Hello,
I have multiple AWS EKS clusters, I have one on AWS EKS 1.24 and the rest on 1.23, on all of them I have the same applications.
In the 1.24 cluster there is one application that is giving me the following error:
(13)Permission denied: AH00072: make_sock: could not bind to address :80
(13)Permission denied: AH00072: make_sock: could not bind to address 0.0.0.0:80
no listening sockets available, shutting down
AH00015: Unable to open logs
Nothing has been changed in the application and it is in all clusters exactly the same.

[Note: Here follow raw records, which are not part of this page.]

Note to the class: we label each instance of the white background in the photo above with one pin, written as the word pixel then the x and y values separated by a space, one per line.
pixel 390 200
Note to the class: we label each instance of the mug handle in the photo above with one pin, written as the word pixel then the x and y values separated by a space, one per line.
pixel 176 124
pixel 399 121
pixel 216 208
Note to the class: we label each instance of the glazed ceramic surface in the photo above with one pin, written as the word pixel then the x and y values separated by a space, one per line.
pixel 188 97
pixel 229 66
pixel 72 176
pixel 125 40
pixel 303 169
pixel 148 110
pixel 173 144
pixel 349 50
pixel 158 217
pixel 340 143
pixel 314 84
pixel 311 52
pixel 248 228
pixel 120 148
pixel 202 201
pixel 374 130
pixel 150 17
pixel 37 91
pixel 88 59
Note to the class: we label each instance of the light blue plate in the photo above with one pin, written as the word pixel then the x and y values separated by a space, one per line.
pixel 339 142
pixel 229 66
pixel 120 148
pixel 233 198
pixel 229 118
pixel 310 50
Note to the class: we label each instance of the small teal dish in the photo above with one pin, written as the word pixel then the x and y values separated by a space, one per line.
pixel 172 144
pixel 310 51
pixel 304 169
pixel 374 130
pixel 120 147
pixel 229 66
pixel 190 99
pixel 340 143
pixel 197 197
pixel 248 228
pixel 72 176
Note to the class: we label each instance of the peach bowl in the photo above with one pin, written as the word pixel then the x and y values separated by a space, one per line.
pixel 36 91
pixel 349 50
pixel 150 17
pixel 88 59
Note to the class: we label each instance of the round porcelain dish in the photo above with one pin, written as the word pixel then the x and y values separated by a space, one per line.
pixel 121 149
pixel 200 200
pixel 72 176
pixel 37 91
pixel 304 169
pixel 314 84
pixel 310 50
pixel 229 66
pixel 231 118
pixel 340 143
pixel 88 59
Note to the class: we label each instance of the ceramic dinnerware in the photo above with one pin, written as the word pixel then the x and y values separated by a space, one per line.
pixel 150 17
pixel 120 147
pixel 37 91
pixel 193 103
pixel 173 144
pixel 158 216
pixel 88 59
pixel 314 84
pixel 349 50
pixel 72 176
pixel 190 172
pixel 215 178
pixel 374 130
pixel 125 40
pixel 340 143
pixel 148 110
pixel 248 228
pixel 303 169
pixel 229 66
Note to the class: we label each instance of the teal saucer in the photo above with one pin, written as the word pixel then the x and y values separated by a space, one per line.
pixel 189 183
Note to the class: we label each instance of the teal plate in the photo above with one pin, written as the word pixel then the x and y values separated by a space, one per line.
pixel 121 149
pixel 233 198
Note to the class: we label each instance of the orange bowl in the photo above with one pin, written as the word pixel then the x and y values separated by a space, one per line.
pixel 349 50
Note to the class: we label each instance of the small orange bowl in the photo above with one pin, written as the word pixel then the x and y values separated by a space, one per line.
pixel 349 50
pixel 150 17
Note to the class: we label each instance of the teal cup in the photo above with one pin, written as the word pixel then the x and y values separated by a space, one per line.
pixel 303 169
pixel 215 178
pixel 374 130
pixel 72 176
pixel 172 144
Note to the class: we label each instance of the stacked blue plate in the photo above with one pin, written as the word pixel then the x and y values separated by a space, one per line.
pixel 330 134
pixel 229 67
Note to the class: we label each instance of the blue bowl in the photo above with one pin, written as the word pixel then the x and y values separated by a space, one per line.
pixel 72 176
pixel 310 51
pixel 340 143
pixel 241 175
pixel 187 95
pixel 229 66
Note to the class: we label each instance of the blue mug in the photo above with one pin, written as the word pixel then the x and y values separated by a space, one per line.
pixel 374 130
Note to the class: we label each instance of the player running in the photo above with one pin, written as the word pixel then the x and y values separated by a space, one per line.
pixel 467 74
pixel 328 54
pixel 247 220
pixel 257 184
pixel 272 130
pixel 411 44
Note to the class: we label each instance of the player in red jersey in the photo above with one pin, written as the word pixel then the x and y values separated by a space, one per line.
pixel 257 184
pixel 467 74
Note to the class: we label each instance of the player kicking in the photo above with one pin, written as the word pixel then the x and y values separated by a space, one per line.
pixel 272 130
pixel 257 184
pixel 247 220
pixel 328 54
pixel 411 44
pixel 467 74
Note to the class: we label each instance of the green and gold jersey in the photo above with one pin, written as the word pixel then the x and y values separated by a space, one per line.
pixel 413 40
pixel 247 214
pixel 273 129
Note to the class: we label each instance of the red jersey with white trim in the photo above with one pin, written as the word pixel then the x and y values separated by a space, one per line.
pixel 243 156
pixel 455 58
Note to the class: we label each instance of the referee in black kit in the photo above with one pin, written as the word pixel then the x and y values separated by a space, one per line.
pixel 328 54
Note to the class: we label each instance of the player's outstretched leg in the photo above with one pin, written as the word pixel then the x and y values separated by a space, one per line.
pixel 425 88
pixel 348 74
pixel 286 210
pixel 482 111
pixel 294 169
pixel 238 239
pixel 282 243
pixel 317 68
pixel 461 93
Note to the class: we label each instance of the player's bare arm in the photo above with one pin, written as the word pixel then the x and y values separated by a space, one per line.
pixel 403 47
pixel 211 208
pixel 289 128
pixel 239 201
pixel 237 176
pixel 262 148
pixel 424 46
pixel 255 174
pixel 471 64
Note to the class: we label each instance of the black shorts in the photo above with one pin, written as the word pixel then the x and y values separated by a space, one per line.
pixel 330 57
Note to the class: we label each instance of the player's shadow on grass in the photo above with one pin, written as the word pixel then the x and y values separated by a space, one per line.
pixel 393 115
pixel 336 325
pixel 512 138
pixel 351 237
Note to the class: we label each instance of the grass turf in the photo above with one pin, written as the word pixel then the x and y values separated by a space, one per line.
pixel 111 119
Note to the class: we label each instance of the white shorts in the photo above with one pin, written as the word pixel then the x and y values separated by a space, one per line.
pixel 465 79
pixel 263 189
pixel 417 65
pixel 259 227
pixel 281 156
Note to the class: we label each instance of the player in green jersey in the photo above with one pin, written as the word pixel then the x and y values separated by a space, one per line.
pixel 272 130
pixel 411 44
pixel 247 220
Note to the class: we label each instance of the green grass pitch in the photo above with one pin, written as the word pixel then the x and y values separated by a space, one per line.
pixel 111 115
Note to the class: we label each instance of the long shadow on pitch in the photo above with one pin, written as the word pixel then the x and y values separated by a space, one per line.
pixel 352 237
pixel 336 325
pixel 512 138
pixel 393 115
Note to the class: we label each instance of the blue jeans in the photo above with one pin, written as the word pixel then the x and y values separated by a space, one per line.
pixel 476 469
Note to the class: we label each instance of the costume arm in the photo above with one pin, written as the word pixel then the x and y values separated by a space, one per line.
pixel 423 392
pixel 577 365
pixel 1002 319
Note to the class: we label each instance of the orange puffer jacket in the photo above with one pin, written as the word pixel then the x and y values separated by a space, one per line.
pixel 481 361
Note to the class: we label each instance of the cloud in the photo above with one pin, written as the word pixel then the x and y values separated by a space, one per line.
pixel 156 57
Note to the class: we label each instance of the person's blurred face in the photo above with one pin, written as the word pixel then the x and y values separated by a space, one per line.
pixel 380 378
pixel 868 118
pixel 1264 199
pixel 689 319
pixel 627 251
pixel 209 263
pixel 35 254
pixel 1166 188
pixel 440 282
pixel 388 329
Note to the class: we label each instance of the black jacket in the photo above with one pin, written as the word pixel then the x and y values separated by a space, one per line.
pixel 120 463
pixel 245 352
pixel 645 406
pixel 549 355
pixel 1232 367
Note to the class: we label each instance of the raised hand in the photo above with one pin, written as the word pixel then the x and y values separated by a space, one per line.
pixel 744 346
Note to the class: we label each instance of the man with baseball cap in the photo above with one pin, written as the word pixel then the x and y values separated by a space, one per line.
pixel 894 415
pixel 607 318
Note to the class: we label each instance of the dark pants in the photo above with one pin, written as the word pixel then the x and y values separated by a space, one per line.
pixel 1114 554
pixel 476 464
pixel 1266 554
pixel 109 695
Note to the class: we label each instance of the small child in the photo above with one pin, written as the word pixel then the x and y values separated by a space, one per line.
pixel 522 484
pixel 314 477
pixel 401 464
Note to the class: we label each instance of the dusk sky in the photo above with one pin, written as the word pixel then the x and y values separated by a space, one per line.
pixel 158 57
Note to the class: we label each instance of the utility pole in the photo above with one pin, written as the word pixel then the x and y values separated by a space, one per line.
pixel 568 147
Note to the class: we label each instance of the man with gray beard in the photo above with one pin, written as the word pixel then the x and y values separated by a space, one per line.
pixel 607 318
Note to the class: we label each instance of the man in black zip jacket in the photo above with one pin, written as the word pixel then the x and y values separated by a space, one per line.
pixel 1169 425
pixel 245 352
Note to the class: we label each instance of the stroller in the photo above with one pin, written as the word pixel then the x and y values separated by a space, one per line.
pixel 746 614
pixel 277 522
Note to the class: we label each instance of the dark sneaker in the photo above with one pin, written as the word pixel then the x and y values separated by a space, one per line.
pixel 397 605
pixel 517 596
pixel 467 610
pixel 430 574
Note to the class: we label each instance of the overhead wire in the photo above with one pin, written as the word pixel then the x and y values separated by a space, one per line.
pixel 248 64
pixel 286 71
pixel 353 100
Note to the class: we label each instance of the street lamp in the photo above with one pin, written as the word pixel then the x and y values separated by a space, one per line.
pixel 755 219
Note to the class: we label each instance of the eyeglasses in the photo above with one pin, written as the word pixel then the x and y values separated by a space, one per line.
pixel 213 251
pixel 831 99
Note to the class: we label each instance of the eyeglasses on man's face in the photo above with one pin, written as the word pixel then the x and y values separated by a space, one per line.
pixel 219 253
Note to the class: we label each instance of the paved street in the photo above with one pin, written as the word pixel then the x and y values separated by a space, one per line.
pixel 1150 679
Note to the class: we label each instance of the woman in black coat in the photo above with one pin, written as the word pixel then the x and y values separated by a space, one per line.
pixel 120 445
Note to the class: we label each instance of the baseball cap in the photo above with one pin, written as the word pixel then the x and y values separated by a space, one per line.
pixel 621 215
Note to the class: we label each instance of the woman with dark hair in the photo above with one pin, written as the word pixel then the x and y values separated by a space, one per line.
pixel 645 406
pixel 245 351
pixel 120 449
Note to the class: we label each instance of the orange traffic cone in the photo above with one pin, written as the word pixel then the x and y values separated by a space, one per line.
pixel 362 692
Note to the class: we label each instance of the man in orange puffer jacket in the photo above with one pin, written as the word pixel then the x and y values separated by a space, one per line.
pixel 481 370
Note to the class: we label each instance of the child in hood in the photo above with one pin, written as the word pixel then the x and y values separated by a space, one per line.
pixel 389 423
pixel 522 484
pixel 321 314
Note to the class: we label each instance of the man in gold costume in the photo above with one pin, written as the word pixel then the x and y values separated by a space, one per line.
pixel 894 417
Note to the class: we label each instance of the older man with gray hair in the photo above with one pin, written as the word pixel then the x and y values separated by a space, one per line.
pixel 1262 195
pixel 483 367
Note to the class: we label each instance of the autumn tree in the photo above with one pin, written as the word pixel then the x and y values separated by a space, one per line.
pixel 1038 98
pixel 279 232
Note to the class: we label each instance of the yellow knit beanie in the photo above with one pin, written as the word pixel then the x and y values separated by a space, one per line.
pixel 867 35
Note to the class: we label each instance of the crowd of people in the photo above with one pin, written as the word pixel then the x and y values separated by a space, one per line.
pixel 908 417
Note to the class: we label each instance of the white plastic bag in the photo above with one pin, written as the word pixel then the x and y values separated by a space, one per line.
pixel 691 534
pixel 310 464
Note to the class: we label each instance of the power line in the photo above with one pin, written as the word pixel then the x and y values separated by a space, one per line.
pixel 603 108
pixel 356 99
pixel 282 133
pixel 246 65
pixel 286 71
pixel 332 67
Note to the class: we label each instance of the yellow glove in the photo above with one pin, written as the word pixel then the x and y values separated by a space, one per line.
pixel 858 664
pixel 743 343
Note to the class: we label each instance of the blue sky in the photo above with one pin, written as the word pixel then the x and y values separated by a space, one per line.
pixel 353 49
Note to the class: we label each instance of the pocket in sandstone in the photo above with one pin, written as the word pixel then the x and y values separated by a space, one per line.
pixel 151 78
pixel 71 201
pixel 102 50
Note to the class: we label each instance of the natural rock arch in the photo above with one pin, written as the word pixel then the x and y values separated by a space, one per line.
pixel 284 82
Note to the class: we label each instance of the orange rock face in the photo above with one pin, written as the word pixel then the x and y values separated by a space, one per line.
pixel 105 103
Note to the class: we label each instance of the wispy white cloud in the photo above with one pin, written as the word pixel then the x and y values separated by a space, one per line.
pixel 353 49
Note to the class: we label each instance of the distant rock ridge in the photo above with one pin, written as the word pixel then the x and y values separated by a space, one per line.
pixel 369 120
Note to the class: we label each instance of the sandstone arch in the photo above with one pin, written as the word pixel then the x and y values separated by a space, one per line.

The application use the official image: httpd:2.4.54-bullseye
The Dockerfile is:
FROM httpd:2.4.54-bullseye
COPY ./dockerFiles/apache2.conf /usr/local/apache2/conf/extra/httpd-vhosts.conf
COPY ./public_html /usr/local/apache2/htdocs/
USER www-data
Deployment is:
apiVersion: apps/v1
kind: Deployment
spec:
progressDeadlineSeconds: 600
replicas: 3
revisionHistoryLimit: 10
strategy:
rollingUpdate:
maxSurge: 25%
maxUnavailable: 25%
type: RollingUpdate
template:
spec:
affinity:
podAntiAffinity:
preferredDuringSchedulingIgnoredDuringExecution:
- podAffinityTerm:
labelSelector:
matchExpressions:
- key: app
operator: In
values:
- app
topologyKey: topology.kubernetes.io/zone
weight: 100
containers:
- env:
- name: MS_VERSION
value: 1.0.1
image: PRIVATE_ECR/app:1.0.1
imagePullPolicy: IfNotPresent
name: app
ports:
- containerPort: 80
name: http
protocol: TCP
resources:
limits:
cpu: "1"
memory: 1Gi
requests:
cpu: 200m
memory: 256Mi
terminationMessagePath: /dev/termination-log
terminationMessagePolicy: File
dnsPolicy: ClusterFirst
nodeSelector:
node/tier: app
restartPolicy: Always
schedulerName: default-scheduler
securityContext: {}
terminationGracePeriodSeconds: 30
I think it is related to the use of containerd in 1.24, but I don't know if at AWS EKS configuration level there is something that can be done or just modify the security contexts of the application deployment, the idea is to run apache on port 80 without root.